Several years ago I compiled a devotional book from Ray Stedman’s writings called The Power of His Presence. I’m delighted that these devotions are now being sent out to over 7,000 people each day on their email through an excellent website called raystedman.org. I am currently writing a second devotional on Ray’s writings that will be available in 2014. I’m constantly amazed at how relevant Ray’s writings still are. As I was reading some material from a sermon Ray did on Jesus’ high priestly prayer in John 17, I ran across this quote that identified for me some of the concerns I have about more than a few best-selling Christian books today:
There are a great many books written about the so-called “cost of discipleship.” They declare, in one way or another, that to have power with God we must pay a high price. In various ways they state that to become a victorious Christian, an effective Christian, requires a difficult and demanding discipline… I must say that I am not impressed with this type of literature at all…. We have gotten the cart before the horse… I do not mean that such an approach is untrue, for the fact is that obedience to God does mean saying, “No” to a lot of other things. You cannot say, “Yes” to the Spirit of God without, at the same time, saying, “No” to many other things: it is simply inherent in the process of decision. Therefore, I do not mean that power with God and living for the glory of God does not indeed cost us certain fancied pleasures and relationships which perhaps we want to hold onto. But the cost of discipleship is not the cost that really ought to concern us. The truly costly thing is the cost of disobedience! There is where the emphasis should be put. I would love to see a book on the cost of rebellion in the Christian life.
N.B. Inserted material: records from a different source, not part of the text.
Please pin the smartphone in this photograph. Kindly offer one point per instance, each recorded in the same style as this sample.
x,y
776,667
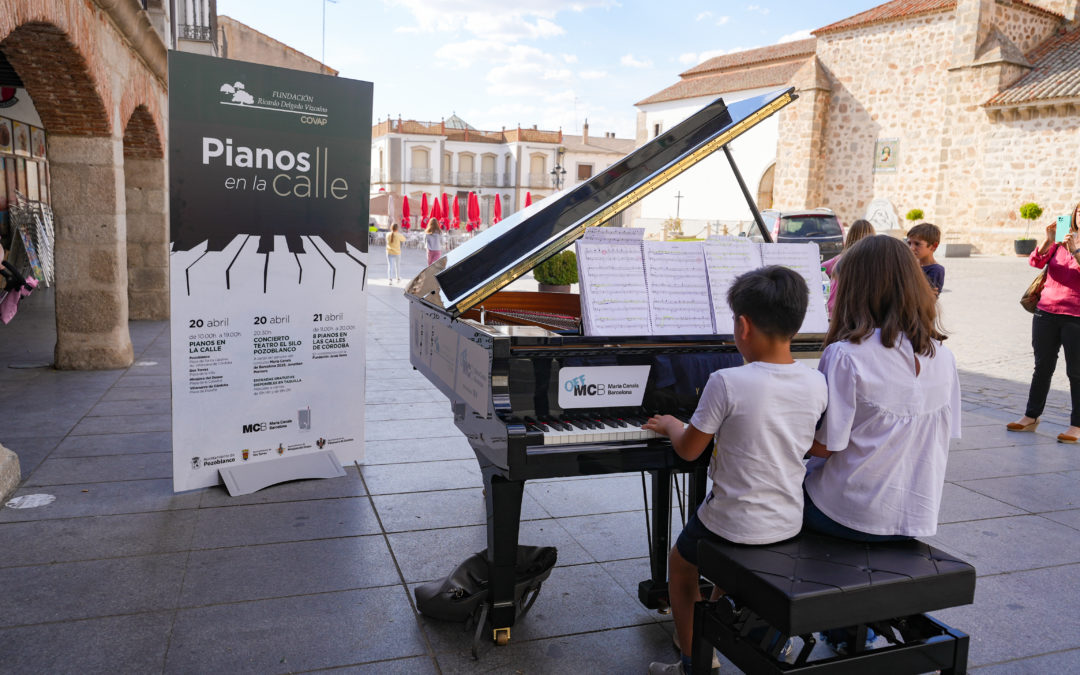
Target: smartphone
x,y
1063,227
How well we know that cost. What a tremendous toll our rebelliousness, our disobedience, our unwillingness to give of ourselves, takes in our lives in terms of frustrated, restless spirits, the shameful, degrading acts that we hope nobody discovers, the skeletons that rattle around in our closets for years, the irritated, vexatious dispositions that keep us in a nervous frenzy all the time, the weak, spineless, crowd-following ways that we frequently exhibit, the self-righteous, smug, religiosity which we call Christianity that is a stench in the nostrils of the world and an offense unto God and men. Where do these things come from? Are they not the terrible price that we pay for a rebellious spirit, for an unwillingness to yield ourselves to the Lordship of Christ? We are not our own, we say, but we still cling to the right to run our own lives and make our own decisions, to choose our own pleasures and to go where we will and do what we want, and we cover it over with reserved, pious religiosity! We say we want to do God’s will — as long as it is what we want to do. At the center of our lives Self is still king, and that is the problem. Our own glory is in view. We still want what we want and we are not willing as Jesus was, to walk in glad obedience.